In terms of ethical practices and sustainability, they score a fat zero. But Shein aren't alone in  the fast fashion market
I'm not going to the Shein pop-up in Cork, and here's why you shouldn't either

The Shein popup store on Opera Lane, Cork City, prior to its opening on May 13. Picture: Cian O'Regan.

Shein, the giant Guangzhou-based online shopping brand, has a pop-up in Cork this month. I won’t be going anywhere near it. Will you?

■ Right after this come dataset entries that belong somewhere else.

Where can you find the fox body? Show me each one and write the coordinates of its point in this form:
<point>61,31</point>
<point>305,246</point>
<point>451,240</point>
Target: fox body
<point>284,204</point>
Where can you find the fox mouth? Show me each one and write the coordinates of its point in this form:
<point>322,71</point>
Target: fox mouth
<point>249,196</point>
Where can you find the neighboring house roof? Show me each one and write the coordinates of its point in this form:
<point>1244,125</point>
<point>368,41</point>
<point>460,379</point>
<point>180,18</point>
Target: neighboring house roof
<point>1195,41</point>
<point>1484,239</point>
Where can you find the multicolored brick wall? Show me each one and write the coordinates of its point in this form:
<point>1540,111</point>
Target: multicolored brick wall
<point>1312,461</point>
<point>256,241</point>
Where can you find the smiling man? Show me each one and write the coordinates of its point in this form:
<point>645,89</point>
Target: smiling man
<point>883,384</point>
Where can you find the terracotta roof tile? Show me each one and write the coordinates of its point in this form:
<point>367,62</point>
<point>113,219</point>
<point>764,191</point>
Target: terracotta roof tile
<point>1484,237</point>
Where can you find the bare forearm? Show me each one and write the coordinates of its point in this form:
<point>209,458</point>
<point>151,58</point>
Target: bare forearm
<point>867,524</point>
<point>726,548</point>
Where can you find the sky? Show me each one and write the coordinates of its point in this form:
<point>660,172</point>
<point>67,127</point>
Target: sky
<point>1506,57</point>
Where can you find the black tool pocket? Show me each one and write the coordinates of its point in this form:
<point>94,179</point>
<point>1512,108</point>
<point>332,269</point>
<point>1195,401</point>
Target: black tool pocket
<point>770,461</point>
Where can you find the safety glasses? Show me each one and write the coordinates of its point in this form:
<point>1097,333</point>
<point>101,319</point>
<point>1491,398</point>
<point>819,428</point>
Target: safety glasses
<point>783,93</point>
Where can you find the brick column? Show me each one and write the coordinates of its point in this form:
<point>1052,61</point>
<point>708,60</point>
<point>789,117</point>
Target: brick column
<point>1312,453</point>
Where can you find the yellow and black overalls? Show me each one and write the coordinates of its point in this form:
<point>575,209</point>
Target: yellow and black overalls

Their tag - “making fashion accessible to all” - sounds great until you actually think about what that means - for the people who make the clothes, and for the planet. In terms of ethical practices and sustainability, they score a fat zero.

‘Accessible to all’ translates as clothes so cheap they are literally disposable; it costs less to send them to a landfill than to process returns. So when you buy an ultra-cheap item, and it barely lasts the weekend because it’s so shoddy, it will end up in the landfill. Multiply that by millions. Mountains and mountains – entire mountain ranges - of discarded garments, leaching into the earth, made of synthetic fossil fuel fibres, toxic dyes, plastics, microplastics, and animal products from unregulated – that is, horrific – sources. How on earth is this happening now, in 2023?